History matching in reservoir simulation can be a time-consuming process that involves many trails. Including a TIF model adds complexity to this process. A workflow has been developed not only to obtain smooth and reasonable history matches for TIFs, but also to ensure that each step is correctly implemented. The workflow was as follows:
  • The modelling equations and assumptions used in the history matching have been detailed to ensure that the essential elements of coupling among the fluid flow, heat flow, geomechanics, and fracture mechanics have been incorporated.
  • The received model was converted from an isothermal to a thermal model. The pressure-volume-temperature (PVT) properties were defined at a single temperature.

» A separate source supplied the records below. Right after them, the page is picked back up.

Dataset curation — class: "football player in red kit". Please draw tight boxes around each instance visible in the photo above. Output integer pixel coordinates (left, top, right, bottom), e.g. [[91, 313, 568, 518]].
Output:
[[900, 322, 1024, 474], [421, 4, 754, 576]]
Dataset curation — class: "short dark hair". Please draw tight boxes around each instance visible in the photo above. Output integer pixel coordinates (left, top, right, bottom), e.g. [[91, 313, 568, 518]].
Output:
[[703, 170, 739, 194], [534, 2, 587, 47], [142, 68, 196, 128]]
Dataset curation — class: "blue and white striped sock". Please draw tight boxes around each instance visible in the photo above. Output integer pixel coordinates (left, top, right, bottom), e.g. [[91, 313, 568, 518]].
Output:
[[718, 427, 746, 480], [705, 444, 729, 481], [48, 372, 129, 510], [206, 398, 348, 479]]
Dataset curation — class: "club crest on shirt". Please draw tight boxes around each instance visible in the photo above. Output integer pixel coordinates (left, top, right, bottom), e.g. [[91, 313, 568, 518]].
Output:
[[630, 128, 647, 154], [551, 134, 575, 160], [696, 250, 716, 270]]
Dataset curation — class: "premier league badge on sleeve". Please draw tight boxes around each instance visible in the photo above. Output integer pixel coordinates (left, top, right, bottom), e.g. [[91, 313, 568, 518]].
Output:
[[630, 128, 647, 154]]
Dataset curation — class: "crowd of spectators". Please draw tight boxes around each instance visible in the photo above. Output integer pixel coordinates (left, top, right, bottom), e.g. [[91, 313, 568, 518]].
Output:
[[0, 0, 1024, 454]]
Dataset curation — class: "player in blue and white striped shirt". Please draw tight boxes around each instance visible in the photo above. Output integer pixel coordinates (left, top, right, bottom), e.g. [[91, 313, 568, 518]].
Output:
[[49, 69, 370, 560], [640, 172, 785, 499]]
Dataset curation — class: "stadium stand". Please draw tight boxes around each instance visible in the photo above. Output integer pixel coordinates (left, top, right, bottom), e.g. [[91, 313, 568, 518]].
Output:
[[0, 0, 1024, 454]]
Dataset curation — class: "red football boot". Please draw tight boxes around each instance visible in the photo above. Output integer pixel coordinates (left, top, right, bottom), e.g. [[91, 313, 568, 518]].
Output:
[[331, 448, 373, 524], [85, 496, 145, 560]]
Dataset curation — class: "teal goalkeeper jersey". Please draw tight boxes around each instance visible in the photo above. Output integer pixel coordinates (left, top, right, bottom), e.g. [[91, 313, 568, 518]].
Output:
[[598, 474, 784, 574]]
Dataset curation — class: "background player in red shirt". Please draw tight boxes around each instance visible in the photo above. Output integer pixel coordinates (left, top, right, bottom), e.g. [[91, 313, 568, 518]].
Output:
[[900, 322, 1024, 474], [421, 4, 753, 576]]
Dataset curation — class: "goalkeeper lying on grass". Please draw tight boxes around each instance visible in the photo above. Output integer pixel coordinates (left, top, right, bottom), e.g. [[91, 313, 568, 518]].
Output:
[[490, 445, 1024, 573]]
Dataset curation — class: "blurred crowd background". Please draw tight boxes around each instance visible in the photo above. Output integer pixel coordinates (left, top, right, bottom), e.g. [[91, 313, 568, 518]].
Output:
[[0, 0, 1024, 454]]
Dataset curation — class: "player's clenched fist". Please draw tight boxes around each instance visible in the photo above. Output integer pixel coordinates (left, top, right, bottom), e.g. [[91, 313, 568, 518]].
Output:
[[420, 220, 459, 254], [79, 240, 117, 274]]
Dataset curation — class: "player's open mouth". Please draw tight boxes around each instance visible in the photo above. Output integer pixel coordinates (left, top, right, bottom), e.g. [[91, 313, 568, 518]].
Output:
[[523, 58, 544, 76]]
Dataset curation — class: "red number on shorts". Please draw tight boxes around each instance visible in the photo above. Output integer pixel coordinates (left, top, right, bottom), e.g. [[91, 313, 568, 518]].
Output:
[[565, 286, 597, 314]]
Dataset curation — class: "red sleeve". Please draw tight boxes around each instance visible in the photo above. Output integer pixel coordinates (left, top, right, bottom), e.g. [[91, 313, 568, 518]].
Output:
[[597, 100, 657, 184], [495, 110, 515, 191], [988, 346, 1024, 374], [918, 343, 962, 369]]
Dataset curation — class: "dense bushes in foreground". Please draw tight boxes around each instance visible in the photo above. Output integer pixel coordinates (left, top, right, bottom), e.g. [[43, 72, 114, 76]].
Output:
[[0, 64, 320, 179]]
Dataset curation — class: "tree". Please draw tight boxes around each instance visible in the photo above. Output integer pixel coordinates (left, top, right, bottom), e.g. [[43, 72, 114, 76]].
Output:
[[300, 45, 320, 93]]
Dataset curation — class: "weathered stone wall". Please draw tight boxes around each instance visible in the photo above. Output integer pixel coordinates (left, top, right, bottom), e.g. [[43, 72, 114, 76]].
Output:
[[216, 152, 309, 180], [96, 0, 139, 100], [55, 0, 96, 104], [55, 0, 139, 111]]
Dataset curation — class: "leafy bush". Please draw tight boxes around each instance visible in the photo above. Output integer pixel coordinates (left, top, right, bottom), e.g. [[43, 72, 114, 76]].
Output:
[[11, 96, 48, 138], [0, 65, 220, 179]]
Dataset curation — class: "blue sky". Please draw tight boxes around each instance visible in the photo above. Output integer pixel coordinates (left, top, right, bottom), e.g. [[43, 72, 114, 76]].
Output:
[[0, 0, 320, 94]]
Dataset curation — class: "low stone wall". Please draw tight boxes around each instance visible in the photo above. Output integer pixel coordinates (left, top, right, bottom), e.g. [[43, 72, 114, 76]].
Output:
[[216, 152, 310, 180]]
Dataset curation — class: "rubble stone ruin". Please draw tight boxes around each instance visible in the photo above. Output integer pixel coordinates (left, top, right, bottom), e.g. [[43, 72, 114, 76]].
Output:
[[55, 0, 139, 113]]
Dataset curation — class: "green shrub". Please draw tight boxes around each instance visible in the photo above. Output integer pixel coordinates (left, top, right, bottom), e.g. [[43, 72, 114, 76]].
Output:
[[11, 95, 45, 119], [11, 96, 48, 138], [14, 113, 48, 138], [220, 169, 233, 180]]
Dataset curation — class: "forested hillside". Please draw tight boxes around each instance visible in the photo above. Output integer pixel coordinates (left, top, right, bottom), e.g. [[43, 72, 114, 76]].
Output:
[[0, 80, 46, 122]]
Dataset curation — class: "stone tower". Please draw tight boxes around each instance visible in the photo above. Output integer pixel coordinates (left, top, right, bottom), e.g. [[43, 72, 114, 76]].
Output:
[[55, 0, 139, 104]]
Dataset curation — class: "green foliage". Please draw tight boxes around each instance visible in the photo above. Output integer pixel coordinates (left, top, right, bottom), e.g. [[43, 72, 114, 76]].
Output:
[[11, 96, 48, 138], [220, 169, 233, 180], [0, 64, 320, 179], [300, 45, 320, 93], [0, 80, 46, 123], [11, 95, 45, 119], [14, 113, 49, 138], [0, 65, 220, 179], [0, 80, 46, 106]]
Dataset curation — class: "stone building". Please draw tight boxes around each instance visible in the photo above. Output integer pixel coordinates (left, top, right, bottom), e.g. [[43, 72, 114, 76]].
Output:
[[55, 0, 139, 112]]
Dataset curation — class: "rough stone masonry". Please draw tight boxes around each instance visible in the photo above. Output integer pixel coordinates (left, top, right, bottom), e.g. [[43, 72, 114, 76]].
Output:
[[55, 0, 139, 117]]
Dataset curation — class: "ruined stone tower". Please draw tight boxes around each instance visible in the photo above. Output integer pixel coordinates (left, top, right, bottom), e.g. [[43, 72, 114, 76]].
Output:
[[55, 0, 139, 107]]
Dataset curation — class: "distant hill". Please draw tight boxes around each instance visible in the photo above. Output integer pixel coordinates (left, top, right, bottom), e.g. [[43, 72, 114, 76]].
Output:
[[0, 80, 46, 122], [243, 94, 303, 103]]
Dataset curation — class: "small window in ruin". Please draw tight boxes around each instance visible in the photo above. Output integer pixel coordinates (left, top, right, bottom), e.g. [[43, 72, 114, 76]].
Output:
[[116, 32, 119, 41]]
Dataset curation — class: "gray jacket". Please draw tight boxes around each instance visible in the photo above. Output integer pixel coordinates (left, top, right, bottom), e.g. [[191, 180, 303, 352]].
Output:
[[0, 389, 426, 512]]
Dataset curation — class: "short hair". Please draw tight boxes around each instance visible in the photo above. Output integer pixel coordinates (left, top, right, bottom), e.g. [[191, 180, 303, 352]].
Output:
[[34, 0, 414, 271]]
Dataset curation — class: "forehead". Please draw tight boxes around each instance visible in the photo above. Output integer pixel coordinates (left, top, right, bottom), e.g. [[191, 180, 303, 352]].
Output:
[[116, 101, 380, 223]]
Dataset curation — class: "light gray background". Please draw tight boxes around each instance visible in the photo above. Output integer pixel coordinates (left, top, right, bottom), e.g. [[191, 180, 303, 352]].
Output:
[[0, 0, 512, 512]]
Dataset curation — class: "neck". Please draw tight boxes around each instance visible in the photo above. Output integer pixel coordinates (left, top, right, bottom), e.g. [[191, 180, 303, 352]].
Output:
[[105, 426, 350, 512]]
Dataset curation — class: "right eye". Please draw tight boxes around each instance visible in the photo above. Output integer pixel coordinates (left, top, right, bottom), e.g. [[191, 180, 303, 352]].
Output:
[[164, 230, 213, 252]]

It was necessary to define the fluid PVT properties across the full range of temperatures encountered during the injection of the cold water into the reservoir.
  • A simulation was run without TIF modelling and compared to the historical data. This step allowed for an examination of the performance of the injector and identification of any potential indication of a TIF. An increase in the injection rate corresponding to a reduction in BHP can be used as an indicator of a TIF formation, especially if there is a reduction in temperature in the fluid injected. The values calculated for the reservoir pressure around the injectors and bottom hole injection pressure did not match to reliable data at this stage.
  • In-situ stresses (in this case, for the N Field) were estimated from the data obtained from offset wells supplied by the operator. This included an estimation of vertical stress, orientation of the minimum horizontal stress, and estimation of the magnitudes of the minimum and maximum horizontal stresses.
  • Dynamic mechanical properties of the rock (such as the Young’s modulus, Poisson’s ratio, toughness, and Biot’s coefficient) were determined using either compressional and shear velocities from acoustic log data provided by the operator, or when necessary, by employing published correlations.
  • A TIF was then modelled to assess uncertainties and data reliability, as well as to investigate the possibility of TIF initiation and propagation using parameters obtained in steps iv and v. The results were then compared to the historical data.
  • The history matching was then finalized after rectifying uncertain parameters (e.g., reservoir pressure and BHP). Workflows at different levels of the history matching were then used.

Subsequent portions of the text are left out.